1979 detective fiction; fourth and last of Brand's novels of Inspector
Charlesworth. On a stormy night, faded film star Sari Morne finds her
road blocked by a fallen tree; but a stranger has just arrived at the
other side, and they swap cars to finish their journeys. But the next
morning the car in her garage has a corpse in it.
She had been out in the storm. The rain had run off the shiny
surface of the plastic mac, but the mac was smeared with mud; shoes,
woollen gloves, even the horrid matching little woollen cap, all
thick with still damp mud.
That "horrid" is the key to this book. It's nominally a murder
mystery, but in practice it's much more an examination of manners and
style. It feels like an artefact of the 1950s much more than of its
publication date, for all there's some mention of Habitat
(unfavourable, naturally). (It's regarded as notable and unusual that
people in Sari's group of friends don't care whether someone's
housekeeper might also be his mistress.) Everyone hates everyone else,
and Sari's circle of Eight Best Friends are all horrible people in
their particular ways. So is Inspector Charlesworth, now a Chief
Superintendent and married, though that still doesn't stop him falling
in love with the prettiest suspect in the room. So, even, is his
long-suffering sergeant, for all Brand does her best to write him
sympathetically and mostly succeeds.
"Flogging up his studies in the medical library. The attendants
won't account for him, they say three-quarters of the students there
were coloured, which to them means indistinguishable from one
another."
"They do put their hearts into it, these black chaps, don't they?"
said Charlesworth. "You've got to respect them."
"Yessir," said the sergeant, who respected them anyway.
One starts to wish that they could all be guilty (but we're told up
front that "there is no collusion as to this murder"), so that they
could all be hanged and good riddance to them, and never mind that
capital punishment was effectively abolished in Great Britain in 1965.
Mr Harte was twice the age and three times the girth of Mrs Harte
and had fairly evidently been chosen entirely for his ability to
provide expensive sports cars and pedigree poodles; other attributes
must be looked for elsewhere and had doubtless been discovered in Mr
Phineas Devigne.
Brand has liked to make occasional fun of pronunciation in her earlier
books, but this one is full of "chicking sangwidge" and
"verimisilitude". Clearly we're meant to feel superior to such people.

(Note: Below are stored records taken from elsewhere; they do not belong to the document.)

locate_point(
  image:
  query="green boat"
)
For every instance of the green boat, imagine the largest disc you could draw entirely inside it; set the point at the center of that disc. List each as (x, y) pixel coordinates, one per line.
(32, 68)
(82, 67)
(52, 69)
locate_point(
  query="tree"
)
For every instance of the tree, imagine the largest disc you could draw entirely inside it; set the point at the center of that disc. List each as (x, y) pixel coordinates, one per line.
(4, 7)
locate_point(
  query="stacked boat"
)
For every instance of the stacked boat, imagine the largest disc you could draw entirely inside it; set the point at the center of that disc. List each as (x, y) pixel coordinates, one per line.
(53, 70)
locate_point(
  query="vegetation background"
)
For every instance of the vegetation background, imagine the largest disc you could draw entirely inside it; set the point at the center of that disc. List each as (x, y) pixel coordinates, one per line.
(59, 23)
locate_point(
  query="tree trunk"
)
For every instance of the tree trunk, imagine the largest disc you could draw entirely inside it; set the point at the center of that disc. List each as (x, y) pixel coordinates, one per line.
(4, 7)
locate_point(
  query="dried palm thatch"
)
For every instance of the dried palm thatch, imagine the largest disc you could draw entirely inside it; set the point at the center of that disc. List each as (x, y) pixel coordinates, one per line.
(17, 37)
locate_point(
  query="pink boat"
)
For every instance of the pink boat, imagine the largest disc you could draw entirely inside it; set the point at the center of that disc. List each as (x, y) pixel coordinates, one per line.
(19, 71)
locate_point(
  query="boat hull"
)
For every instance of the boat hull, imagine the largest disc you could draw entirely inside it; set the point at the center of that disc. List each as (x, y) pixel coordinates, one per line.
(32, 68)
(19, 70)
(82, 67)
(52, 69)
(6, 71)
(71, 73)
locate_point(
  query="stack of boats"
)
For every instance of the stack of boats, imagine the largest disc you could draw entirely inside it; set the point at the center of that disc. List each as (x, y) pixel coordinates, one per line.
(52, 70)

I've sometimes been prone to such feelings myself. This book is a good
cure for them.
Brand does her usual fine technical job of keeping all the candidates
for murderer at least somewhat plausible until the last moment, as
various false statements are found out. We spend very little time with
the police; mostly the narrative stays with Sari and her friends as
they speculate about the murder and conduct their variously tawdry
lives.
Fellers were money for jam, thought Sari, compared with trying to
enchant small girls. Really one felt sorry for poor exhausted
paedophiles...
The eventual resolution is rather odd: a final discussion makes it
clear whodunnit (which I don't think could be solved by diegetic means
but was extremely obvious from the shape of the story), but the text
appears to indicate that the wrong person may yet be arrested and
punished, and then cuts off abruptly in an explanatory flashback. As a
close to the story it's distinctly unsatisfying (as if Brand has
reached her word count, thrown her bits of story to the floor and
flounced out).
So that's Christianna Brand – at least all the Cockrill and
Charlesworth books. (She apparently wrote two more about an Inspector
Chucky, and ten singletons often under different names, that I haven't
laid hands on.) I have to say I feel I was led astray by the
excellence of Green for Danger: apart from some of the early ones,
her other books seem to have fallen into the same pattern of being
populated entirely by hateful people about whom one doesn't care.
(Even Green for Danger has some of this, but it seems more drawn
from the life and deals with people who are at least reasonably
competent at a difficult job; the others have it much worse.) She's
technically pretty good, particularly at keeping a large crowd of
suspects in play, but at times does this by simply withholding
information rather than by laying false trails.